Very generally speaking, KKC is uniformly excellent at crafting these things, but they tend to wander between memorability and background, depending on the project. I’m sure that has something to do with which composers were rotated in at whichever point (this is me assuming that’s how it worked), but also it can be inevitable with timelines and the property as well, as some games are more generic than others, or maybe had more / less memory constraints, more / less runway for writing, etc. But the uniformity is that the quality is always there, it’s just a gamble whether or not that amounts to an ear worm. Specific to the Turtles franchise, it’s a further juggle between a kind of stereotypical KKC speedrun of bleeps and vague TMNT themes that are taken from / inspired by the Fred Wolf cartoon. Some things end up “sounding” like the Turtles, surely owing to cues from that show. So: how much KKC leans towards their sound, or just repeats Turtles tunes of the past, is where a balance should be struck – one which I think Hyperstone Heist does crazily well. And in my nonsense theorizing, that might be because of the specifics of the Genesis, which grounds a lot of these tracks in “heavier” melodies, with the gravelly digitized voices dotted in on some songs / beats a fun extra punch. It all feels very 90s; very rad with distorted guitar and precursor Go Ninja Go vibes.

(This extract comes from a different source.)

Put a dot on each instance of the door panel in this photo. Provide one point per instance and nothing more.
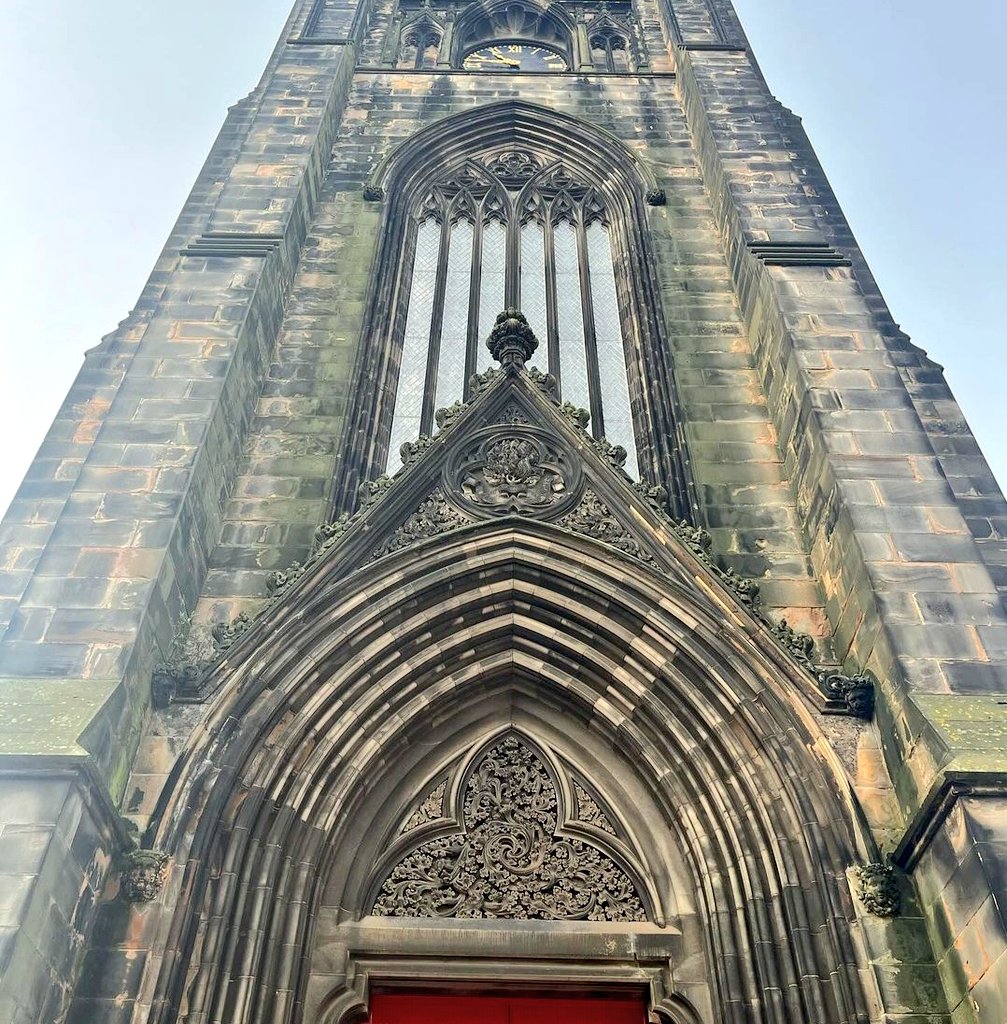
(422, 1008)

While the vinyl pressing on this sounds good (which wasn’t the case with my Turtles in Time copy), we still run into a problem that I guess is part and parcel with porting old scores to whichever medium – tracks that cut off suddenly. At some point, I should get a better understanding of how these things are arranged for vinyl, or cassette, or etc., but it there’s generally room to play around with looping or fades to make for a more seamless listening experience; though I also acknowledge that might knock some “purist” ethic about presenting the tracks as-is. But again, I have no idea what the process is in getting these songs to, in this case, vinyl. As part of this, sequencing can get funky, as “High Score” is perhaps the last track in the game’s playlist, but isn’t nearly as good of an album ender as one of the Credits tracks.

All around, though, one of the tops of the massive pile of TMNT scores, expanding beyond the (9?) that were rereleased by Limited Run and a few others between 2024 and 2025.